Terkait dengan akuntabilitas sebagai penilaian yang dilakukan oleh masyarakat, akan mendorong lahirnya kepercayaan atas tingkat tanggungjawab dalam tindakan-tindakan atau keputusan-keputusan termasuk pula di dalamnya tentang pembelanjaan dan penggunaan uang publik oleh pejabat Negara sesuai dengan aturan yang berlaku. Hal ini seperti dirinci oleh Turner dan Hulme (1997: 125), terdapat enam aspek yang mendorong akuntabilitas, yakni; (1). adanya legitimasi bagi para pembuat keputusan; (2). kepemimpinan yang bermoral; (3). adanya kepekaan; (4). Keterbukaan; (5). pemanfaatan sumber daya secara optimal, dan; (6). upaya peningkatan efektivitas dan efisiensi.
Idealisme Undang-Undang Penyelenggaraan Ibadah Haji tersebut di atas, merupakan kebutuhan masyarakat luas untuk dapat melaksanakan ritualitas ibadah dengan tenang, nyaman dan memuaskan. Meskipun ukuran kepuasan masyarakat ini sangat abstrak dan sulit mengukurnya, akan tetapi dapat kita ejawantahkan dalam poin-poin indikator yang mampu mendorong perjalan ibadah haji dirasakan oleh semua pihak dengan baik, sehingga persoalan yang sering muncul seperti transportasi, pemondokan, akomodasi, layanan kesehatan, dll dapat diantisipasi dan dipertanggungjawabkan kepada publik.

PENUTUP
Perjalanan ibadah haji yang dilakukan setiap tahun oleh ummat islam merupakan kegiatan rutin dan hajat tahunan yang seyogyanya dapat dilakukan dan dikelola dengan baik karena substansi item permasalahannya sudah diketahui sejak lama dan karakteristiknya tidak jauh berbeda dari tahun ke tahun. Oleh karena itu, menjadi kewajiban semua pihak sesuai peran dan fungsinya untuk dapat mendorong pelaksanaan ibadah haji menjadi lebih baik, professional, transparan dan akuntabel. Dan akuntabilitas sangat ditentukan oleh kombinasi yang sinergis antara usaha, kemampuan dan keterampilan orang-orang yang terkait di dalamnya.

DAFTAR BACAAN
Ali, Mursyid. 2009. Pemetaan Kerukunan Kehidupan Beragama di Berbagai Daerah Di Indonesia. Jakarta. Badan Litbang dan Diklat Departemen Agama RI.

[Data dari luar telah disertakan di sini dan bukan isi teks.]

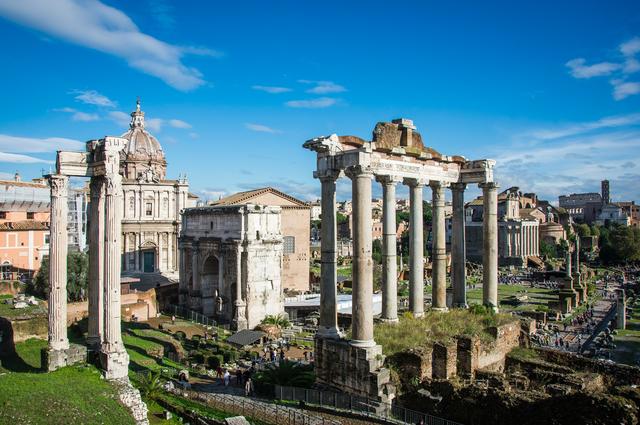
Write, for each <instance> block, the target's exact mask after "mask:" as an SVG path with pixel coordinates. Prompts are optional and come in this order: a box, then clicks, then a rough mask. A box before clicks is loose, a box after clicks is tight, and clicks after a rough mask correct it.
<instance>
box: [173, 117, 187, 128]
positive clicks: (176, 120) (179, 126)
mask: <svg viewBox="0 0 640 425" xmlns="http://www.w3.org/2000/svg"><path fill="white" fill-rule="evenodd" d="M169 125H170V126H171V127H174V128H191V124H189V123H188V122H185V121H182V120H177V119H172V120H169Z"/></svg>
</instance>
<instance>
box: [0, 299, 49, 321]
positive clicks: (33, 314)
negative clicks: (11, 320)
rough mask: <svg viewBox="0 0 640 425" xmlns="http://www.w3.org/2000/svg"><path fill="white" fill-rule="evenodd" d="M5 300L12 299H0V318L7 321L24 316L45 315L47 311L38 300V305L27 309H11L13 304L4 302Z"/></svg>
mask: <svg viewBox="0 0 640 425" xmlns="http://www.w3.org/2000/svg"><path fill="white" fill-rule="evenodd" d="M7 298H13V297H12V296H11V295H9V296H3V298H0V316H2V317H6V318H8V319H13V318H15V317H24V316H27V317H28V316H38V315H46V314H47V309H46V308H45V307H44V304H43V302H42V300H38V305H30V306H28V307H27V308H13V304H7V303H5V302H4V300H5V299H7Z"/></svg>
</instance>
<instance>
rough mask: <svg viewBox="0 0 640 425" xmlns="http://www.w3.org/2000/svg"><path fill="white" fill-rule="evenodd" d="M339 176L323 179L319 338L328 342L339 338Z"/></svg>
mask: <svg viewBox="0 0 640 425" xmlns="http://www.w3.org/2000/svg"><path fill="white" fill-rule="evenodd" d="M337 177H338V173H337V172H335V171H329V172H327V173H325V174H324V175H323V176H321V177H320V183H321V186H322V198H321V201H320V203H321V215H322V216H321V220H322V224H321V228H320V232H321V236H320V237H321V239H320V261H321V264H320V279H321V282H320V320H319V325H320V326H319V328H318V334H319V335H320V336H323V337H328V338H338V337H339V333H338V295H337V289H336V284H337V280H338V270H337V263H336V250H337V245H336V238H337V236H336V232H337V218H336V178H337Z"/></svg>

Curtis W. Cook, 2001. Management and Organization Behavior. NewYork: McGraw-Hill Higher Education.
Mahmud, Adnan, dkk. 2005. Pemikiran Islam Kontemporer di Indonesia.Yogyakarta: Pustaka Pelajara.
Mark Turner & David Hulme, 1997. Governance, Administration and Development. London: MacMilan Ltd Press.
Syaukani, Imam. 2009. Manajemen Pelayanan Haji Di Indonesia. Jakarta. Badan Litbang dan Diklat Departemen Agama RI.
Undang-Undang Nomor 13 Tahun 2008 tentang Penyelengaraan Ibadah Haji.
Undang-Undang nomor 34 tahun 2009 tentang penetapan peraturan pemerintah pengganti undang-undang nomor 2 tahun 2009 tentang perubahan atas undang-undang nomor 13 tahun 2008 tentang penyelenggaraan ibadah haji menjadi undang-undang.